While working on that I also realized that due to limitations in R, covr won't treat one line if statements without braces correctly. From this emerged the idea of refactoring, to combine linting and change of braces which was implemented in PR #196 with addition of PR #215 when I figure out how to create a linter to enforce single quotes.

All those efforts brought coverage to 78%, which we considered good, since large uncovered area in evals is hard to test, however that might change once robust package like vtest is developed for R.

Refactoring pandoc.table and evals

Over the time pandoc.table and evals grew to be rather complex functions, which made it much harder to introduce any new functionality. So I enjoyed the idea to refactor them.

My first destination was to refactor pandoc.table, which I have refactored in PR#186. As Gergely pointed out, a lot of redundant complexity in pandoc.table comes from the fact that it supports input of different dimensions, which in turn required a lot of checks in many places. I implemented an intermediate representation in the form of matrix in 91564e5, which total allowed to remove more than 50 lines from pandoc.table.return and made the function more readable. Also that allowed me to fix 2 old bugs: #164 and #186.
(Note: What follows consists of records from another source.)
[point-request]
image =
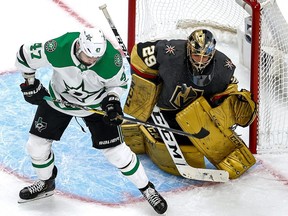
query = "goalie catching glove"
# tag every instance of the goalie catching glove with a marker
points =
(111, 105)
(34, 93)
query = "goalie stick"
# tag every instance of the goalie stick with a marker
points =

After that, I refactored evals in PR#192 and finished implementation of logging (most of which was implemented by Gergely). Most of the refactoring in evals were rather straightforward, especially because a large portion of the code is centered around style unification, which can't be changed much.
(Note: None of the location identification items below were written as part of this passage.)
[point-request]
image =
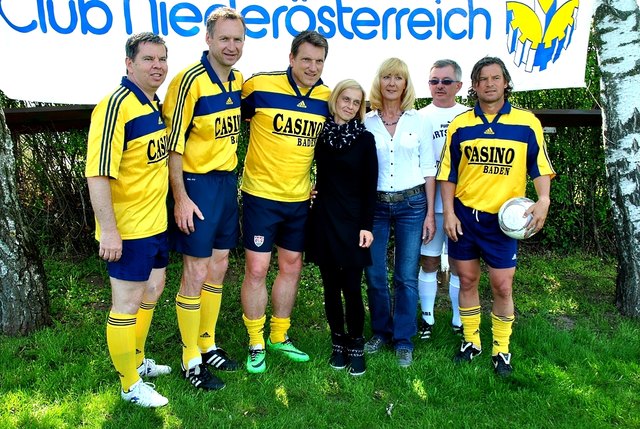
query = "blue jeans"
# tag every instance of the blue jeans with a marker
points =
(393, 318)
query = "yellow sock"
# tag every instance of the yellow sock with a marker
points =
(255, 329)
(188, 314)
(501, 328)
(121, 341)
(470, 318)
(143, 322)
(279, 328)
(211, 298)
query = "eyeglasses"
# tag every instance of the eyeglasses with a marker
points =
(446, 82)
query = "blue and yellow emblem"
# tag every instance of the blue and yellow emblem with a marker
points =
(539, 35)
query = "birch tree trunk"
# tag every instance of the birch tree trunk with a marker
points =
(617, 34)
(24, 299)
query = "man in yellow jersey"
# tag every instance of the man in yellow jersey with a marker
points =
(287, 111)
(127, 175)
(488, 154)
(202, 111)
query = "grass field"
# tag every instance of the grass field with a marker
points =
(576, 363)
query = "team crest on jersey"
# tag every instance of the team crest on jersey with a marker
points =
(539, 31)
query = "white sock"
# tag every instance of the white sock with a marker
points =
(454, 291)
(427, 288)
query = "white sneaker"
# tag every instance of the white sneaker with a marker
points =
(149, 368)
(144, 395)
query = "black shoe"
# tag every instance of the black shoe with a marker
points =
(466, 353)
(201, 378)
(357, 364)
(219, 359)
(339, 358)
(425, 330)
(502, 364)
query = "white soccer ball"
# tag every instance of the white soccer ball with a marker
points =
(511, 217)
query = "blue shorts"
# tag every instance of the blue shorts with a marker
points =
(267, 222)
(438, 243)
(216, 195)
(139, 257)
(482, 238)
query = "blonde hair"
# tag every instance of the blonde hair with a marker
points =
(393, 66)
(339, 89)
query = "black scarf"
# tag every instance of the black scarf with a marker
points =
(341, 136)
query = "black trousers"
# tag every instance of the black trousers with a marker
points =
(347, 282)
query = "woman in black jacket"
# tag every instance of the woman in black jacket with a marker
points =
(341, 219)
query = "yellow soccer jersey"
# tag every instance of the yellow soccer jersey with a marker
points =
(128, 144)
(203, 117)
(285, 124)
(489, 157)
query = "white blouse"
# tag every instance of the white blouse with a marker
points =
(407, 157)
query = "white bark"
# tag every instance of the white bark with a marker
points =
(617, 33)
(24, 302)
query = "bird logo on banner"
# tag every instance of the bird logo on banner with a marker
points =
(539, 35)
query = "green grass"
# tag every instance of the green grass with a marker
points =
(576, 363)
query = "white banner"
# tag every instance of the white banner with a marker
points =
(72, 51)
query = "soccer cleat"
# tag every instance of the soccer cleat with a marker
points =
(425, 330)
(289, 350)
(149, 368)
(144, 395)
(374, 345)
(502, 364)
(256, 362)
(219, 359)
(466, 353)
(201, 378)
(405, 357)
Documentation and vignettes

My other main objective was to improve the documentation. pander has been a stable and mature package for quite some time, but it didn't have vignettes for most common use cases, which seemed an important improvement. Moreover, Gergely had an idea to post vignettes to rapporter.github.io/pander, to be able to refer to them in StackOverflow questions for example. I have created 4 vignettes:

The best part was learning to use knitr for writing vignettes, which in my opinion is a great simplification from how it was done before. There exists a nice starting guide, which I greatly recommend.

After finishing writing vignettes and doing updates to README and other parts I had some time left before the end, so I decided to implement Gergely's idea of automatically updating gh-pages with Travis. This was quite an interesting experience, probably one of the best this summer, because a) I had no idea that was possible and b) I had no idea how to do that. I implemented that in PR#220 and even wrote a separate blog post on the topic, so I won't go into much detail here.
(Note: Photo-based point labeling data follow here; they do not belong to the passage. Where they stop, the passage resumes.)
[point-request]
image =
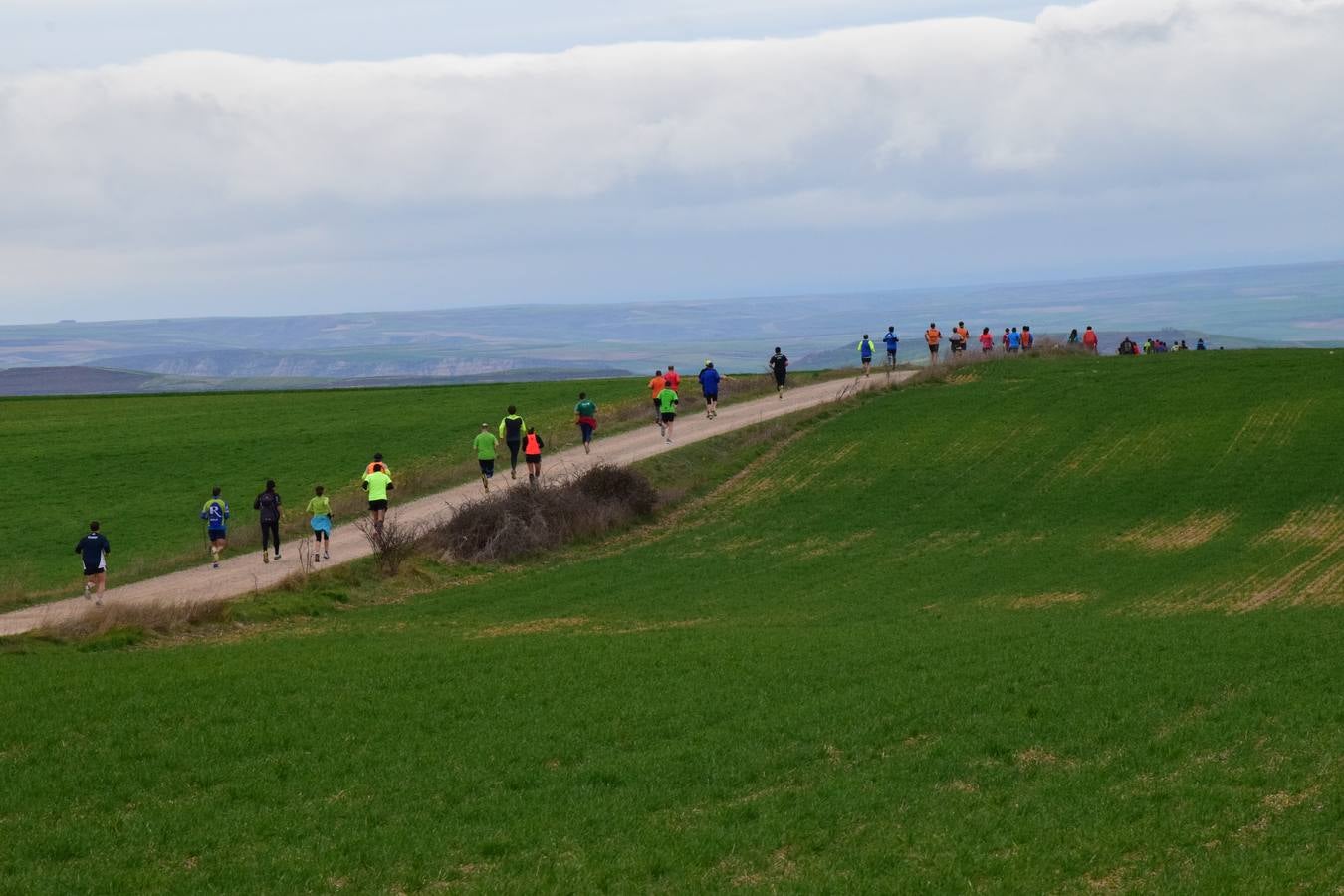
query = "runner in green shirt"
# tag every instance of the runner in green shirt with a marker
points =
(486, 443)
(320, 511)
(378, 484)
(667, 411)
Some statistics and aftermath

Short summary of my work during this awesome experience:

  • 148 commits
  • 39 accepted pull requests
  • 20 new S3 pander methods
  • +8764, -3342 changes through all commits (a lot of this is due to refactoring)
  • 7 bugs fixed

I feel that second year of my participation was quite different from the first one. I had more knowledge of the pander internals, which I think resulted in a bit more productive work this summer. I still learned many new things including using knitr, lintr, logging with futile.logger, automatically updating gh-pages and may more smaller things. Looking back I feel gave me a lot hand-on programming experience, which proves to be useful every day. Also, I wanted thank Gergely Daroczi for being an awesome mentor and spending all this time reviewing my changes and helping me to grow as a programmer. GSoC with Pander was definitely a remarkable experience.